In this thesis, the solutions of the Nonlinear Schrödinger equation (NLSE) and its hierarchy are studied extensively. In nonlinear optics, as the duration of optical pulses get shorter, in highly nonlinear media, their dynamics become more complex, and, as a modelling equation, the basic NLSE fails to explain their behaviour. Using the NLSE and its hierarchy, this thesis explains the ultra-short pulse dynamics in highly nonlinear media. To pursue this purpose, the next higher-order equations beyond the basic NLSE are considered; namely, they are the third order Hirota equation and the fifth order quintic NLSE. Solitons, breathers and rogue wave solutions of these two equations have been derived explicitly. It is revealed that higher order terms offer additional features in the solutions, namely, ‘Soliton Superposition’, ‘Breather Superposition’ and ‘Breather-to-Soliton’ conversion.

How robust are the rogue wave solutions against perturbations? To answer this question, two types of perturbative cases have been considered; one is odd-asymmetric and the other type is even-symmetric. For the odd-asymmetric perturbative case, combined Hirota and Sasa-Satsuma equations are considered, and for the latter case, fourth order dispersion and a quintic nonlinear term combined with the NLSE are considered. Indeed, this thesis shows that rogue waves survive these perturbations for specific ranges of parameter values.

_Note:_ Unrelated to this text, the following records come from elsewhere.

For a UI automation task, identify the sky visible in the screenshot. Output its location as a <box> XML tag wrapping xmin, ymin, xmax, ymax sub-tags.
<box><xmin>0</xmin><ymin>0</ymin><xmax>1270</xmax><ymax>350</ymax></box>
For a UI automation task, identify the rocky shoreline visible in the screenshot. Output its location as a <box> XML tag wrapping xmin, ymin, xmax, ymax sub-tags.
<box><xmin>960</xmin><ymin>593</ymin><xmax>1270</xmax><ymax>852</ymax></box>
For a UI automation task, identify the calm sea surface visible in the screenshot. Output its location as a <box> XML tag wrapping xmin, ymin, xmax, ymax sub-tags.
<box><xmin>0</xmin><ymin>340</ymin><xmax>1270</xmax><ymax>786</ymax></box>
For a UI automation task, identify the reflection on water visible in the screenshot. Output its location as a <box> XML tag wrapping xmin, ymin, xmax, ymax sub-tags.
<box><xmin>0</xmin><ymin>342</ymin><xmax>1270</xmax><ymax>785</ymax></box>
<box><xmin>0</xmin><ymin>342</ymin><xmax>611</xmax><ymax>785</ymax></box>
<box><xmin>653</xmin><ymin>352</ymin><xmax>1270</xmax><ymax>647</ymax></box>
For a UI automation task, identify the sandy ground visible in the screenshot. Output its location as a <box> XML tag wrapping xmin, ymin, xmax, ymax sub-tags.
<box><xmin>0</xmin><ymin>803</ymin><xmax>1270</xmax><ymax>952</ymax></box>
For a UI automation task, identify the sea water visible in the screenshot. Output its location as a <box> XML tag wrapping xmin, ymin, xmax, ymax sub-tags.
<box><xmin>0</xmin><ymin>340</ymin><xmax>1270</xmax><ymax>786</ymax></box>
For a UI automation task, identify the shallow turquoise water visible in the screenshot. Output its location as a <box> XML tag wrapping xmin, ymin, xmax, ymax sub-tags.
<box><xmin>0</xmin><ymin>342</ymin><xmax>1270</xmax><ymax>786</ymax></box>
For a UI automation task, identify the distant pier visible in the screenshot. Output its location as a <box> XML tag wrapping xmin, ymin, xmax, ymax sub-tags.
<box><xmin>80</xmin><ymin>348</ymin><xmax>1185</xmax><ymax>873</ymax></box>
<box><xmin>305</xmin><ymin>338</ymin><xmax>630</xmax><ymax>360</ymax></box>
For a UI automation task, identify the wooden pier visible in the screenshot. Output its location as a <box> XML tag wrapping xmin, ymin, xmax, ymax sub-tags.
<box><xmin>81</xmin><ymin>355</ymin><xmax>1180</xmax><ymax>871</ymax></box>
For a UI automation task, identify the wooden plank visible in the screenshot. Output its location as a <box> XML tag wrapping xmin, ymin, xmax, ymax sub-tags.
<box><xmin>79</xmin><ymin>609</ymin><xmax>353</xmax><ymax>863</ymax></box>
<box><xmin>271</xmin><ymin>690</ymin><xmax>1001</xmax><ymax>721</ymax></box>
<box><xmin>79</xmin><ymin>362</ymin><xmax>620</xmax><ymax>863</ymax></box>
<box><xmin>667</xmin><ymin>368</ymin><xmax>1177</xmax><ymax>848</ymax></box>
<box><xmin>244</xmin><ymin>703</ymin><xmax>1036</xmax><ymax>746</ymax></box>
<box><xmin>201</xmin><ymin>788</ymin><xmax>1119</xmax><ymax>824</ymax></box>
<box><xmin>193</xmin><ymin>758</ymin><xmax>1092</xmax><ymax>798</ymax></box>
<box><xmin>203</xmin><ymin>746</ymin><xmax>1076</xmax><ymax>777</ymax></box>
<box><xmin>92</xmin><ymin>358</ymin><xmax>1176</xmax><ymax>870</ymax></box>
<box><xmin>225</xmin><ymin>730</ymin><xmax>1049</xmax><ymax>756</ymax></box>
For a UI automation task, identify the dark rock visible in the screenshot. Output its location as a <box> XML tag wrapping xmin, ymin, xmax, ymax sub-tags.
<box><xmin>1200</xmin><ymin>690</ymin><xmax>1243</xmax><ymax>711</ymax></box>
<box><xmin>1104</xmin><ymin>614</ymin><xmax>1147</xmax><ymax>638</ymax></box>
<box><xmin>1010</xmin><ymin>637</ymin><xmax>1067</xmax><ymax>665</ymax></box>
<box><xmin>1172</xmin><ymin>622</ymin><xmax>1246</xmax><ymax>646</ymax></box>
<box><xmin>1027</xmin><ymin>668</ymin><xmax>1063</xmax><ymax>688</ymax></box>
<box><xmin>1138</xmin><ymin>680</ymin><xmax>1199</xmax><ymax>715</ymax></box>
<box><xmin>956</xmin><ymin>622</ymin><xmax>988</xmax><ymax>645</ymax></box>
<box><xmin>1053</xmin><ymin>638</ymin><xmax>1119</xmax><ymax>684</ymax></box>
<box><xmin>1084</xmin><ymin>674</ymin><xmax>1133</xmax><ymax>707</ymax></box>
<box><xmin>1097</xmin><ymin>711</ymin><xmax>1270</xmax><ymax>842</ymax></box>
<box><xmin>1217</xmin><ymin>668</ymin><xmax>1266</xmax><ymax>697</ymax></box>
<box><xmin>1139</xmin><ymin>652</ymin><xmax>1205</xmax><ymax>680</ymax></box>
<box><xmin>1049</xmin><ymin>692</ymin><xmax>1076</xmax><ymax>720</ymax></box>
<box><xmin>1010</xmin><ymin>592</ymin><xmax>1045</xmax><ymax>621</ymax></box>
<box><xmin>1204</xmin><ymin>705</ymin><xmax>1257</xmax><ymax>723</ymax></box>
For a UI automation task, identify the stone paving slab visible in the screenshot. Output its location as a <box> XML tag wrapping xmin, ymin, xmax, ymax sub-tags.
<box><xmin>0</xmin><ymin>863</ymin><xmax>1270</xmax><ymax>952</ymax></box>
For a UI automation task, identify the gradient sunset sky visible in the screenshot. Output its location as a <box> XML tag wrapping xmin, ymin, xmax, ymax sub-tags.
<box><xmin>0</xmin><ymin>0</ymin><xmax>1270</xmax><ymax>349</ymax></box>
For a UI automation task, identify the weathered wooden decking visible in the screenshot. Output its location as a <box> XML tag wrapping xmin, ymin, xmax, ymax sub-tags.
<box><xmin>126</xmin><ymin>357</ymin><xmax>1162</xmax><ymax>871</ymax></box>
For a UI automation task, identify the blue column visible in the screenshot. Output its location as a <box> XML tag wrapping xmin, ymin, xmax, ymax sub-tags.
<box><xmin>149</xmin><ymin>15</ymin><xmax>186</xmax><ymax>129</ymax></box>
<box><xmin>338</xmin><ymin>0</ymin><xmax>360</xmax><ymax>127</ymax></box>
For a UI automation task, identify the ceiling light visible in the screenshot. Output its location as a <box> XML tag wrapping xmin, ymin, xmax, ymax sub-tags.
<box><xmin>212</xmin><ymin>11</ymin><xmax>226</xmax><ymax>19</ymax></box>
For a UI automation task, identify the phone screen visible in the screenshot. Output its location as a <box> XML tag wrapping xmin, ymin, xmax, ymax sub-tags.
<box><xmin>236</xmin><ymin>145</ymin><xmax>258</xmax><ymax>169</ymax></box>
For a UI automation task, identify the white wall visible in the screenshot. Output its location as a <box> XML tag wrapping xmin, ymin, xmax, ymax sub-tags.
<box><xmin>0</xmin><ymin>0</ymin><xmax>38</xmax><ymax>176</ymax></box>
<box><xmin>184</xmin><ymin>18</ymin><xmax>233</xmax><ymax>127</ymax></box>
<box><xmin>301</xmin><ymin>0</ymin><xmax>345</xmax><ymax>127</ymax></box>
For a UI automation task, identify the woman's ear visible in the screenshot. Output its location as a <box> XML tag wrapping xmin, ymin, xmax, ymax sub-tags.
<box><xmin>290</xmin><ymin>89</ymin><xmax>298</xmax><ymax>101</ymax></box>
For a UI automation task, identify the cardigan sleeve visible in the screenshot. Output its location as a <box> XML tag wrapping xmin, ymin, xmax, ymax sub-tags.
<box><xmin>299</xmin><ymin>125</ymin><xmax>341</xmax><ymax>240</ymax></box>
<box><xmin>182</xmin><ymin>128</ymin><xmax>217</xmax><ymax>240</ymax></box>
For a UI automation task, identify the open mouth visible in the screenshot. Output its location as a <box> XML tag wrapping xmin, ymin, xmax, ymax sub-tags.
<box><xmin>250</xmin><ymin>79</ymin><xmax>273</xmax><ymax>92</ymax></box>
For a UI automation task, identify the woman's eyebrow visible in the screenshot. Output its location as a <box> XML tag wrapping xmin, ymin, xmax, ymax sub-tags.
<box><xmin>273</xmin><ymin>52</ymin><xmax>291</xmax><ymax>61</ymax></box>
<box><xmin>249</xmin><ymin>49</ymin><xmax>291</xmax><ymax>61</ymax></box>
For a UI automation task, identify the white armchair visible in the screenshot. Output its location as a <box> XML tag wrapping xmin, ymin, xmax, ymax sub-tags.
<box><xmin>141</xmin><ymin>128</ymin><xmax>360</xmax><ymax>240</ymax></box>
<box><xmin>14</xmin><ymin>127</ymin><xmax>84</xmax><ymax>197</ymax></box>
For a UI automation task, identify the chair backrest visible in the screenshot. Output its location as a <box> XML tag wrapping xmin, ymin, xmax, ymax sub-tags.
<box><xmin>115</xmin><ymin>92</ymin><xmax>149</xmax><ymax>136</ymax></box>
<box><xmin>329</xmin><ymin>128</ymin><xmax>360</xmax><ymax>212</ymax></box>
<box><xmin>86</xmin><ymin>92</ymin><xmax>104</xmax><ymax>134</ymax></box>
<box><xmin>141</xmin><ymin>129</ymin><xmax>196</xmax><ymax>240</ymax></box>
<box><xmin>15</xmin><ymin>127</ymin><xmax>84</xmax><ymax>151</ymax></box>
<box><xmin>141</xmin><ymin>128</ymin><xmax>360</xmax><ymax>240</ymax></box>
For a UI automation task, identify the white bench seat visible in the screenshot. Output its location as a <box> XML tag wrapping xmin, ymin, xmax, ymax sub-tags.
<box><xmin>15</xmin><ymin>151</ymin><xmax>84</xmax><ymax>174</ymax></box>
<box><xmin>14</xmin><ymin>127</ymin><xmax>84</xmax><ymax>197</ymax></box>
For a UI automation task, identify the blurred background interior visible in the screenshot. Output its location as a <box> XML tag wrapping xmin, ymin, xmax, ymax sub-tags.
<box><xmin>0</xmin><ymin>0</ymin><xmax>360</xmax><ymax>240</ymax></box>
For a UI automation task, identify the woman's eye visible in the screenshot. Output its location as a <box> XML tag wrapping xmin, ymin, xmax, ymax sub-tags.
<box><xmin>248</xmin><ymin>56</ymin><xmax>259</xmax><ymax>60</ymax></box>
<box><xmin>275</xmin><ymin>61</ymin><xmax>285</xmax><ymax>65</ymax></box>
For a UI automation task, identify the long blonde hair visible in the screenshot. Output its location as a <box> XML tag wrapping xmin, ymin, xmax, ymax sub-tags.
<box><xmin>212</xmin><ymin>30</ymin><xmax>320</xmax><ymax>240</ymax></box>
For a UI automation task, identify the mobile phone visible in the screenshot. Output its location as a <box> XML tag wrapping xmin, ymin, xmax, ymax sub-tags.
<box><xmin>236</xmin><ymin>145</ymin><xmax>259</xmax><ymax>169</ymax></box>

The integrable Ablowitz-Ladik (AL) equation is the discrete counterpart of the NLSE. If the lattice spacing parameter goes to zero, the discrete AL becomes the continuous NLSE. Similar rules apply to their solutions. A list of corresponding solutions of the discrete Ablowitz-Ladik and the NLSE has been derived. Using associate Legendre polynomial functions, sets of solutions have been derived for the coupled Manakov equations, for both focusing and defocusing cases. They mainly explain partially coherent soliton (PCS) dynamics in Kerr-like media. Additionally, corresponding approximate solutions for two coupled NLSE and AL equations have been derived. For the shallow water case, closed form breathers, rational and degenerate solutions of the modified Kortweg-de Vries equation are also presented.